Appunti dal libro Deep Work di Cal Newport

  1. Delle 3 abilità per avere successo nel prossimo futuro due dipendono da te e sono:
    • L’abilità di imparare cose complesse in maniera rapida.
    • L’abilità di produrre lavoro di qualità e quantità a un livello sopra la media
  2. Entrambe le due abilità sopra descritte sono correlate alla capacità di concentrarsi
  3. Essere impegnato e essere in sbattimento NON equivalgono a fare del lavoro profondo. Anzi sono lo stato opposto dello stato di chi è in deep work.
  4. Il multi tasking è il contrario della produttività: non solo impedisce il deep work, ma allena al lavoro superficiale, non permette di distinguere tra urgente e importante. Va considerato alla stregua di un problema mentale :-P
  5. Pianificare la giornata intorno ai blocchi di lavoro profondo. Le attività di superfice che devi comunque fare tienile come residuali al blocco produttivo sopracitato
  6. Formula del Lavoro di alta qualità prodotto = (tempo investito) * (intesità della concentrazione) -> ovvero la concentrazione ha un peso grandissimo ed è quindi un moltiplicatore importante.
  7. Dalla regola sopra deriva il “Corollario della grossa impresa” (l’ho chiamato io così): se non ci sono degli indicatori di cosa vuol dire essere produttivo e come valutare questo asset è probabile che molti confondano l’essere impegnati (nel modo più visibile possibile) con il lavoro di qualità.
  8. la dipendenza dall’impulso di rispondere alle email, i social e l’essere connsessi è il male e ti impedisce di essere produttivo
  9. La forza di volontà è un bene prezioso e molto limitato. Usala per sviluppare un’abitudine al lavoro profondo
  10. La calma tra una sessione di deep work e l’altra non è pigrizia ma è il corretto modo di agire: il corpo ha bisogno di riprendere energie e la mente utilizza questi momenti per fissare il lavoro fatto (vedi il video pensiero focalizzato vs pensiero diffuso)
  11. seguito del punto precedente: il deep work è molto stancante e quando si inizia è difficile fare più di un ora in quello stato produttivo (farai comunque più di quello che combini di solito durante un giorno)

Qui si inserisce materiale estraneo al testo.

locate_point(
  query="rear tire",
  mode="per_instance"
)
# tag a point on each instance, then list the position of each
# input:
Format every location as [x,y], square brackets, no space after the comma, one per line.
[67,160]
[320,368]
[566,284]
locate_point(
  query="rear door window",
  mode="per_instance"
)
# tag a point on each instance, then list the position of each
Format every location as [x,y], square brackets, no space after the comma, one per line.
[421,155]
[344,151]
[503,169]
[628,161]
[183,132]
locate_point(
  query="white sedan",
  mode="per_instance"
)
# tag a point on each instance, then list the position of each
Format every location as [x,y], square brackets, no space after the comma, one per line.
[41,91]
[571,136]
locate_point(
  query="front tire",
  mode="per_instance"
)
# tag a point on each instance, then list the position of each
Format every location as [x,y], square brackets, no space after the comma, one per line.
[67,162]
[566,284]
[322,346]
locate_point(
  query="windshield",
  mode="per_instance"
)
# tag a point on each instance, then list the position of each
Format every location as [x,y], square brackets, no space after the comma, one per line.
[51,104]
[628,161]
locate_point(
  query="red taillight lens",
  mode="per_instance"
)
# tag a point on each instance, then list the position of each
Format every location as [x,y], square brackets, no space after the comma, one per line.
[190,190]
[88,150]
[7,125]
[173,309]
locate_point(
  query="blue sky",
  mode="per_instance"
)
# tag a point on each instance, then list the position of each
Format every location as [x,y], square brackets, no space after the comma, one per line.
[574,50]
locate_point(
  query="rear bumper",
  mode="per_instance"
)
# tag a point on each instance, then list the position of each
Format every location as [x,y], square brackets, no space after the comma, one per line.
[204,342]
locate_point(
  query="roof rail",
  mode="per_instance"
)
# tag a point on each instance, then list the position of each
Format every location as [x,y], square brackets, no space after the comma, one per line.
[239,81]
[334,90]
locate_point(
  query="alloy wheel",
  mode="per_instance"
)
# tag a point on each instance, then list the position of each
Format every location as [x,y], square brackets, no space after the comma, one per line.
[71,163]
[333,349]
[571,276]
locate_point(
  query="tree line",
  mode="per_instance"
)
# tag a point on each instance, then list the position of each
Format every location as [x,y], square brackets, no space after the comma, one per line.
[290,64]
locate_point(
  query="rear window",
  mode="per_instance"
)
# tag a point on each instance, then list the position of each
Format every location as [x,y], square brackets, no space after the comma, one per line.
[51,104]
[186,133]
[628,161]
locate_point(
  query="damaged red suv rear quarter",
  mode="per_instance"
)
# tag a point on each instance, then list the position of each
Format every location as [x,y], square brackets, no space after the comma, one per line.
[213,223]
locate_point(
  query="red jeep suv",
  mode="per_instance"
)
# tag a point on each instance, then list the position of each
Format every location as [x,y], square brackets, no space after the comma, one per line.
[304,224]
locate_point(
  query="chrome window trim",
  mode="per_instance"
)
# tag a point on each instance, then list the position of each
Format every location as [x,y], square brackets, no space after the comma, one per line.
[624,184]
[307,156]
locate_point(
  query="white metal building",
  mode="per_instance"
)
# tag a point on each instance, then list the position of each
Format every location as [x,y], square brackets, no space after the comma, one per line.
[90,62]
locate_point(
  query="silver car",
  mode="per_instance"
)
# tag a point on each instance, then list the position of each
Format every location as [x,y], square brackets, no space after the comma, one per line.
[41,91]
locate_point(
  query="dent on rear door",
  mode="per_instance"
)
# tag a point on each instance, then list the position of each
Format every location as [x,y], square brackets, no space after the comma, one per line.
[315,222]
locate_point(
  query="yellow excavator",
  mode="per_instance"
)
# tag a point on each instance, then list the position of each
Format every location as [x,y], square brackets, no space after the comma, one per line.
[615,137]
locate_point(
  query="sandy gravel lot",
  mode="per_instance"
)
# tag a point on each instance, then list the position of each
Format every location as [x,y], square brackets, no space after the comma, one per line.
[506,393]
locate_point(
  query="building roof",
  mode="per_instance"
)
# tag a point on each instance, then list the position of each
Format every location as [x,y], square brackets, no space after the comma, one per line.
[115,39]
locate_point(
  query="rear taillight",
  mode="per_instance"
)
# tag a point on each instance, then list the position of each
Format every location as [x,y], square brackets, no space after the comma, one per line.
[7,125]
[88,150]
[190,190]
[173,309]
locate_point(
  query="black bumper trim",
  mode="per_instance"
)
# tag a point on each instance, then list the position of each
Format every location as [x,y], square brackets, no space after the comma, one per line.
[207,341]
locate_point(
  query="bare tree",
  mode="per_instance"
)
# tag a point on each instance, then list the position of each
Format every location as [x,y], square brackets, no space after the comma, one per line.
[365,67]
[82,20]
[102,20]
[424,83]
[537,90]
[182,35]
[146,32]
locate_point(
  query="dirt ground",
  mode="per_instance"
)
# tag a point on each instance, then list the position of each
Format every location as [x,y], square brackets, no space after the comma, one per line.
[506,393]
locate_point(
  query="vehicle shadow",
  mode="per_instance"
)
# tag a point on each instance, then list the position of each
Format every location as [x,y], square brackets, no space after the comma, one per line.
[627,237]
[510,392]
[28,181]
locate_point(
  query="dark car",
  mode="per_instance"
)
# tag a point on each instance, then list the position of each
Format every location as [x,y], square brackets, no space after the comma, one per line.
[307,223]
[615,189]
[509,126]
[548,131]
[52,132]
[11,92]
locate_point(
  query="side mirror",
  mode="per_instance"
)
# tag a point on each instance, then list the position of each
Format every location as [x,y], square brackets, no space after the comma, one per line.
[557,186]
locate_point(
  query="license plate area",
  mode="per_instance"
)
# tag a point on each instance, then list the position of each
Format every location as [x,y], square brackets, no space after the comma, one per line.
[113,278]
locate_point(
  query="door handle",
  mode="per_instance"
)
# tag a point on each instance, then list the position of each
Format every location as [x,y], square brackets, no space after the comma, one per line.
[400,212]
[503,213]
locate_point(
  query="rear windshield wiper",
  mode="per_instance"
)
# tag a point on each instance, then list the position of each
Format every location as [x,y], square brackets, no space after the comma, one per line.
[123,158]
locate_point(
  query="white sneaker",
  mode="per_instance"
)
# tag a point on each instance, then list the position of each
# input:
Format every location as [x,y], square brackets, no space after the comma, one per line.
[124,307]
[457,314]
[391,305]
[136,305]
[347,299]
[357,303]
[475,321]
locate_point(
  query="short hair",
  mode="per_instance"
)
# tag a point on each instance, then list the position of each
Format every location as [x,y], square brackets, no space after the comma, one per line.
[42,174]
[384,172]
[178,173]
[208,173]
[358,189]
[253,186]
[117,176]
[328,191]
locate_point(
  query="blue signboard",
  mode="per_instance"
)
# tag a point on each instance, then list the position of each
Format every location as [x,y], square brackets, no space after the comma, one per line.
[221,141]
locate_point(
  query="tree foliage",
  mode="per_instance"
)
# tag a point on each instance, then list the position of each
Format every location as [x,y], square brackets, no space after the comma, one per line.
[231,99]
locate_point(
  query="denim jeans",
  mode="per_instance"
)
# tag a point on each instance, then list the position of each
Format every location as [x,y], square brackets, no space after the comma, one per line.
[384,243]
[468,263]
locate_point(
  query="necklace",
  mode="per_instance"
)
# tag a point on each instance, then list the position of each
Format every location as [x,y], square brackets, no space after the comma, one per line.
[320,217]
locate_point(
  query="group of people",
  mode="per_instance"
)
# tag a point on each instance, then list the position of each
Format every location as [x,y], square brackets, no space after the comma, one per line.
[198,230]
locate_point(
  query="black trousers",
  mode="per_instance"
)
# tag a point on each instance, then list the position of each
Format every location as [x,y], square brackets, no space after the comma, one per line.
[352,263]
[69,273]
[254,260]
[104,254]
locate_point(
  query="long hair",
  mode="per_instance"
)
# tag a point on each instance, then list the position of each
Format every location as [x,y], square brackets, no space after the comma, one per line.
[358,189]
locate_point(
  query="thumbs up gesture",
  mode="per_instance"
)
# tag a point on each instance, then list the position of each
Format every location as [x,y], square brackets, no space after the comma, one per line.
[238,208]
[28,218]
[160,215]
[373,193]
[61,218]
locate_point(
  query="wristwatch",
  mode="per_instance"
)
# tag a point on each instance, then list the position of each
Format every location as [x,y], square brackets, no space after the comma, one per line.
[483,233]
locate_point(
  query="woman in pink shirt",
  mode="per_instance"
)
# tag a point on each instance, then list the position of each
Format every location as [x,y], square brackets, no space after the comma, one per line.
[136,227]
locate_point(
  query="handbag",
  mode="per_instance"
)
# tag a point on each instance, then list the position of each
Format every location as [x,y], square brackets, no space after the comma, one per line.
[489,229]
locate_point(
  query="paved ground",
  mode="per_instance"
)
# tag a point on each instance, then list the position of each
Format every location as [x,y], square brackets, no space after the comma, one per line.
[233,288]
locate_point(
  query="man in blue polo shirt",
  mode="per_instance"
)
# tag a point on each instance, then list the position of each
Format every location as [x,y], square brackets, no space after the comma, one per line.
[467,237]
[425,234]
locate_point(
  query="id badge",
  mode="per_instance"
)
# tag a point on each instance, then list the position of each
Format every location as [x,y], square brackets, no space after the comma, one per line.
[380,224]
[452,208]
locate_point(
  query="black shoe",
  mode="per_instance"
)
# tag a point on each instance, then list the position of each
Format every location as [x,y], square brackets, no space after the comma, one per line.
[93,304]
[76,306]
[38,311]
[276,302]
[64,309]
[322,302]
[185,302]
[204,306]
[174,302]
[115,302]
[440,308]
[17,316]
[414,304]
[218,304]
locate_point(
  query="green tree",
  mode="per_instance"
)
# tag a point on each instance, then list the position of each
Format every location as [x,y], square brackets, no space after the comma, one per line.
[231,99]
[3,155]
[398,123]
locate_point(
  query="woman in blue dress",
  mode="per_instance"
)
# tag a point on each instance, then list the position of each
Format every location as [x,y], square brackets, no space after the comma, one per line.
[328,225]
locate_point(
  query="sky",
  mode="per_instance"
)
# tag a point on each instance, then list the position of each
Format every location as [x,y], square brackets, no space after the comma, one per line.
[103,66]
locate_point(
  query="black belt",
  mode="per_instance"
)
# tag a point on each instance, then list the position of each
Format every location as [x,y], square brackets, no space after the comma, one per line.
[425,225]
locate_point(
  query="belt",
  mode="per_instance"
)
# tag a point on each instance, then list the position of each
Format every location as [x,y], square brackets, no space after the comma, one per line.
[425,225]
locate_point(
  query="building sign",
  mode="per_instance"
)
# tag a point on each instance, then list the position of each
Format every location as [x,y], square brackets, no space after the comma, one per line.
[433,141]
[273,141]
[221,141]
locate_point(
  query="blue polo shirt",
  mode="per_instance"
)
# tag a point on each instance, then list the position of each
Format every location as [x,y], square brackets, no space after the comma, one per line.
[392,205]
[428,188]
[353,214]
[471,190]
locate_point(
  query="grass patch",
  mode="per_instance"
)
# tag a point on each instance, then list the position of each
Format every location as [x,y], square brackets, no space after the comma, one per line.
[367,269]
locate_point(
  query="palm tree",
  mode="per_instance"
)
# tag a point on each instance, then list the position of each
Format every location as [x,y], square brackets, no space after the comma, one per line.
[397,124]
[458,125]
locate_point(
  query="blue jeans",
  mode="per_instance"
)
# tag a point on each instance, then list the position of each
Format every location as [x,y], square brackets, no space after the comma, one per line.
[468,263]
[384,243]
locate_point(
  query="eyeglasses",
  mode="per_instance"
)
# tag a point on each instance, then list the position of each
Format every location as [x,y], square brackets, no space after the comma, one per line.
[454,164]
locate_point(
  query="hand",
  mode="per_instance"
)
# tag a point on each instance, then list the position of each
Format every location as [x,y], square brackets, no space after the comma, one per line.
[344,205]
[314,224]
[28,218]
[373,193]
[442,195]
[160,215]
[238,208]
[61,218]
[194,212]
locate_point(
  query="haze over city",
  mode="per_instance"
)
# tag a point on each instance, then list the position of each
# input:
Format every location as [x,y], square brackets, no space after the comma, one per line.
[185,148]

  12. L’abilità di concentrarsi è un’abilità che si può allenare. Comunque, anche un esperto non riesce a essere in uno stato di produttività profonda per più di 4 ore al giorno.
  13. Dopo una giornata di lavoro profondo, tira giù la cler del cervello: non rimugiare sulle cose fatte, no email, no studio, nada. Se a fine giornata devi fare ancora, allora sistema il contenuto della giornata stessa non aggiungere nulla alla serata.
  14. Il lavorare la sera impatta sulla produttività del giorno dopo.